Sunday, March 16, 2014

Solomon Kane: The Castle of the Devil

Title: Solomon Kane: The Castle of the Devil

ISBN: 9781595822826
Price: $15.95
Publisher/Year: Dark Horse, 2009
Artist: Mario Guevara
Writer: Scott Allie
Collects: Solomon Kane #1-5, “The Nightcomers” from MySpace Dark Horse Presents June 2008

Rating: 3/5

Mike Mignola provides a fine cover for the collection of Scott Allie and Mario Guevara’s Solomon Kane miniseries, which is designed to resemble an old movie poster or trashy paperback cover. It’s a fine cover, but somewhat unfortunate in how poorly it reflects the contents.

Those too are gorgeous, but in a completely different style, making this a graphic novel particularly difficult to judge by its cover (Speaking of covers, when originally published as a miniseries, this one had a lot, and the collection includes them all, including a fine one by Joe Kubert—who Dark Horse should try and convince to do a whole story—and others by Mignola and John Cassaday).

The story stars Conan creator Robert E. Howard’s wandering Puritan warrior character, who resembles in appearance, attitude and capacity for violence the more popular Conan extremely closely, but has somehow never caught on in comics adaptations the way Conan has.

Dark Horse’s Conan editor Scott Allie has adapted this story from a fragment by Howard. The action is set in Germany’s Black Forest, where Kane meets bandits, a monstrous wolf and a traveler of questionable character before journeying to the titular structure.

It’s a castle built upon a ruined abbey, ruled over by a mysterious lord and his more mysterious Persian bride and full of some rather dark and terrible secrets, of a supernatural, or perhaps paranormal, variety.

I found the story took a little too much time to get going, and am glad I read it in trade rather than in its original serial format, as I probably wouldn’t have wanted to read the second issue after the first, let alone the rest of the series. There’s some extremely cool stuff in the book, but Allie doesn’t frontload it, so the folklore-meets-horror aspects (of a variety that should be familiar to Dark Horse’s many Hellboy readers) don’t appear until the second half of the story, or with much force until the climax.
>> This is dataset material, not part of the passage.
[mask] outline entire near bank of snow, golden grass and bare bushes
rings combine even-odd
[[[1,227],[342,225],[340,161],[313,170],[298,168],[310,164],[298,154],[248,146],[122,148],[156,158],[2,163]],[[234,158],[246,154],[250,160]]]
Guevara’s a fine artist, but Dave Stewart’s painterly color art gives the images a milky, gauzy, almost blurry appearance that took me some getting used to. It looks comparable to the publisher’s earlier Conan comics, but I found it rather jarring after turning from the Mignola cover, and I generally prefer harder, darker lines and flatter, more comic book-y coloring.

It’s a very, very violent book, as befitting a Howard-derived comic, although it’s occasionally hilariously so, as when Kane stabs a foe and his organs start to seep out immediately, as if they were spring-loaded by a special effects guy.

At one point, Kane cuts a guy’s face off with a sword, which is something I don’t think I’ve ever seen in a comic or movie, despite all of the comics and movies I’ve seen involving dudes fighting with swords.

Among the foes Kane turns his sword on in this story are a werewolf and monstrous, man-eating “angels.” The former changes shape from image to image, fluctuating between a huge wolf and a more humanoid wolf, which is an interesting take, and, incidentally, the first dramatization I’ve ever seen of the legend of an aristocrat who could turn into a wolf by using a special garment with knowledge learned from the devil. The latter bear many wings and many mouths, and they use all of their mouths when devouring victims, leading to still more rather gory scenes.